SEE? WOW, and I can't find a typeface BIG ENOUGH for that "WOW!", perhaps a 400 point Arial Bold would suffice to get the message across.
The protagonist of our song had his FEELINGS HURT because some mook said something about his wife or his girlfriend or maybe his mom or his skinny gay Lou Reed look-alike boyfriend or Miss Indiana or maybe his third cousin on his dad's side, heck, at this point we just don't have enough information to know, but we DO KNOW that as far as Our Hero's concerned, that WORDS HURT HIS FEELINGS! Really! There's no doubt about it, R. Dean all but says that he got all macho and puffed up and stuck out his chest and made some kind of PHYSICAL DEMONSTRATION because this other guy made some BAD NOISES with his loud mouth.
But wait, as with a good Popeil product, THERE'S MORE!
"I'll never see your smiling face or touch your hand
If just once more I could see
You, our home and our little baby"
I get it! REVELATION! The other guy said something really bad about Our Hero's Wife, and he killed the guy! SEE? WORDS SURE HURT SOMEBODY HERE! Only it was the gabby guy with the big mouth that had his words handed back to him on a platter, although we're not made privy to exactly HOW the deed was done, a careful and erudite listener can write in the details with a bit of imagination: a straight razor down in the ol' motorcycle boot, the cheap .22 caliber handgun, the ten-penny nail-studded sawed off baseball bat with a handle wrapped tight with electrical tape that I, I mean, Our Hero, keeps under the seat of his car, or, perhaps he just gave the chap a good old fashioned VERBAL tongue-lashing, and Mr. Yappymouth fell over in a dead faint, and hit his head on the jukebox, and the next thing you know, BLOOD CLOT, and bammo, the guy's joined the Choir Invisible. I'll bet Mr.

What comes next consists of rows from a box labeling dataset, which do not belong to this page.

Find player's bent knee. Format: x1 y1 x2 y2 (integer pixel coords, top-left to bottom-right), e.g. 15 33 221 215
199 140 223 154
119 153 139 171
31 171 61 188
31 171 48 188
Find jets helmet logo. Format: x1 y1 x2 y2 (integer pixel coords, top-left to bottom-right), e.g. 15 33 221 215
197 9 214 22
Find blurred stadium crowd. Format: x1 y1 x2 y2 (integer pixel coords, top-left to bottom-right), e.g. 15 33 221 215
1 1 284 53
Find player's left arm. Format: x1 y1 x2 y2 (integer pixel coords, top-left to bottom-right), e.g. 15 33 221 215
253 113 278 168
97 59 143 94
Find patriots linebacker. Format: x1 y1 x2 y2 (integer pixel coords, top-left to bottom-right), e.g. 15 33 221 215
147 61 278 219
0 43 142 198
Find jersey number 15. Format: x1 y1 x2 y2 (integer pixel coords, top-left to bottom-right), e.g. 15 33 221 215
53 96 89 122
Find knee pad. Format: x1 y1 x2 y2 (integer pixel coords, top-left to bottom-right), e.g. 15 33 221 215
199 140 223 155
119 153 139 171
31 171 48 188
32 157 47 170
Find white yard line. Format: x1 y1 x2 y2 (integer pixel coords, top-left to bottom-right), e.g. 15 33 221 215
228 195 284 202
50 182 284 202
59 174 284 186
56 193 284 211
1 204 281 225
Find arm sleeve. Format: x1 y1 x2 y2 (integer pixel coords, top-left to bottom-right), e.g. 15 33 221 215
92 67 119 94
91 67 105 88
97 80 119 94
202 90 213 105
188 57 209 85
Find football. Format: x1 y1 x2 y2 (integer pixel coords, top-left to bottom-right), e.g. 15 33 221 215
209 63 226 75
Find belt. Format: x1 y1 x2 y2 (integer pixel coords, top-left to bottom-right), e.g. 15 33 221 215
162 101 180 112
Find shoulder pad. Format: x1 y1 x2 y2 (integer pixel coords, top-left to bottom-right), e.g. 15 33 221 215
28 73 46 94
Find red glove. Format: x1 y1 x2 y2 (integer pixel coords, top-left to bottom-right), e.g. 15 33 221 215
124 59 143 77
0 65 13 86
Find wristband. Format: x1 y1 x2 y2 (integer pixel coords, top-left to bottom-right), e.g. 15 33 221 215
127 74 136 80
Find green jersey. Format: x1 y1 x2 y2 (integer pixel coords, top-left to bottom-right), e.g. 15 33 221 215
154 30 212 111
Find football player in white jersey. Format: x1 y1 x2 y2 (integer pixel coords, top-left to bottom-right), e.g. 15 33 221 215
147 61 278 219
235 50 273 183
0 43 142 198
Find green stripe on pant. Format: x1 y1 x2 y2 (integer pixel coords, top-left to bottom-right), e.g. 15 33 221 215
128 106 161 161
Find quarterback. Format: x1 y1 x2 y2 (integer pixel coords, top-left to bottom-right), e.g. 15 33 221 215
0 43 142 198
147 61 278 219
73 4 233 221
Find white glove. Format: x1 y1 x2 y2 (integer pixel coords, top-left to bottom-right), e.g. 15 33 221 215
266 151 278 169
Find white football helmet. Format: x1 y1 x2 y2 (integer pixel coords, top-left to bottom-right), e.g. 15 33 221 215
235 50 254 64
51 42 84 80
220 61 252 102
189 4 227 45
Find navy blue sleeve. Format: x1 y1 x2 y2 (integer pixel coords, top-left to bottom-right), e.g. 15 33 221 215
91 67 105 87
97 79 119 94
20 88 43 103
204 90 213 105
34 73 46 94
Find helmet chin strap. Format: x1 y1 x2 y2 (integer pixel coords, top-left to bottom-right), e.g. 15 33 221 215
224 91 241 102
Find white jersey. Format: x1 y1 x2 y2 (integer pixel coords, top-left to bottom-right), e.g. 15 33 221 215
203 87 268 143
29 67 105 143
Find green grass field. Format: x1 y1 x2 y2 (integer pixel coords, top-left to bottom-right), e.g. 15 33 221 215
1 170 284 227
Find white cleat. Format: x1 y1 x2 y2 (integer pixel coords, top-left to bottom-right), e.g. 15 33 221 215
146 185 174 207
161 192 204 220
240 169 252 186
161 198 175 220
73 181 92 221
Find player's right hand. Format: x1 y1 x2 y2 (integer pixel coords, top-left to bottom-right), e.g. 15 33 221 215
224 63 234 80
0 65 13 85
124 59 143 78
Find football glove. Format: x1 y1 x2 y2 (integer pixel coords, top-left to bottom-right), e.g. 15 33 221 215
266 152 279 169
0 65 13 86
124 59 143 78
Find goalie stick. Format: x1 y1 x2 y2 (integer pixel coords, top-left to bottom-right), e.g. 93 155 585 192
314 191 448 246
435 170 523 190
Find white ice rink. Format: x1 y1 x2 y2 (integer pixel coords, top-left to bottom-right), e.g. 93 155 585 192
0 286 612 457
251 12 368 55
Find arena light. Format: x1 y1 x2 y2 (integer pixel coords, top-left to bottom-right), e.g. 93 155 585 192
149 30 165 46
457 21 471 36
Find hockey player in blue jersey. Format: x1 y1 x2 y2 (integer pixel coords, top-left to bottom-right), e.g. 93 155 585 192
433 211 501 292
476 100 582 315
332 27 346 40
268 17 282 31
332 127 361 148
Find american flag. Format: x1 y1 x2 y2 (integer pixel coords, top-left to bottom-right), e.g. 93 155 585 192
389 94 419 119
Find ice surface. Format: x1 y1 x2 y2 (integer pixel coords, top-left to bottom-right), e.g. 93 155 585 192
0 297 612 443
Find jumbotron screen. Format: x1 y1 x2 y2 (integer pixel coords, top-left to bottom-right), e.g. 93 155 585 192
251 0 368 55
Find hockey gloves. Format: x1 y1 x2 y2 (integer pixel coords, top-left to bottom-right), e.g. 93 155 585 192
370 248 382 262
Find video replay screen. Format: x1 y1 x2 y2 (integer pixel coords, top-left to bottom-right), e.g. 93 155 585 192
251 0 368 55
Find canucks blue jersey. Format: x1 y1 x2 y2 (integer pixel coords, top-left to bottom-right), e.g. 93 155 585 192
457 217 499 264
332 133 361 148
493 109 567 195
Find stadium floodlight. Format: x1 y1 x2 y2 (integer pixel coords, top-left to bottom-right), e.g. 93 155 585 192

Loudmouth.com isn't laughing NOW, because dead people only rarely laugh, not to mention that the song's thirty years old, and even if the dead guy COULD laugh, the irony wasn't all that deep OR funny, and after thirty years, it wouldn't seem funny to anyone, much less the dead. Heck, R. Dean would be out on parole by now, and back with wife and the kid, except, of course, I doubt that she would have waited faithfully until parole, she would have been out running around, hey, perhaps that dead loud mouthed guy KNEW something.
Anyway, the subtext is OBVIOUS, that turning Our Hero's Life into a dismal sewer because someone said POTTY WORDS was a BAD THING! He's being chased by the police, and no one likes that! Just ask Rodney King!
And so, I hereby vow, that I, DRaftervoi, have had my life changed and transformed, and that I now believe that we've got to tiptoe around the Filthy Bits, and avoid the Tough Topics, and generally keep this place as clean as a Teletubbies show. NO MORE WILL I REFER TO YOU AS "SKANKY!" My WORD OF HONOR!
It just goes to show you that TRUE ART has the power to transform and ennoble each of us, and that our lives and our entire outlook can be forever changed by the power of a genius like R. Dean Taylor!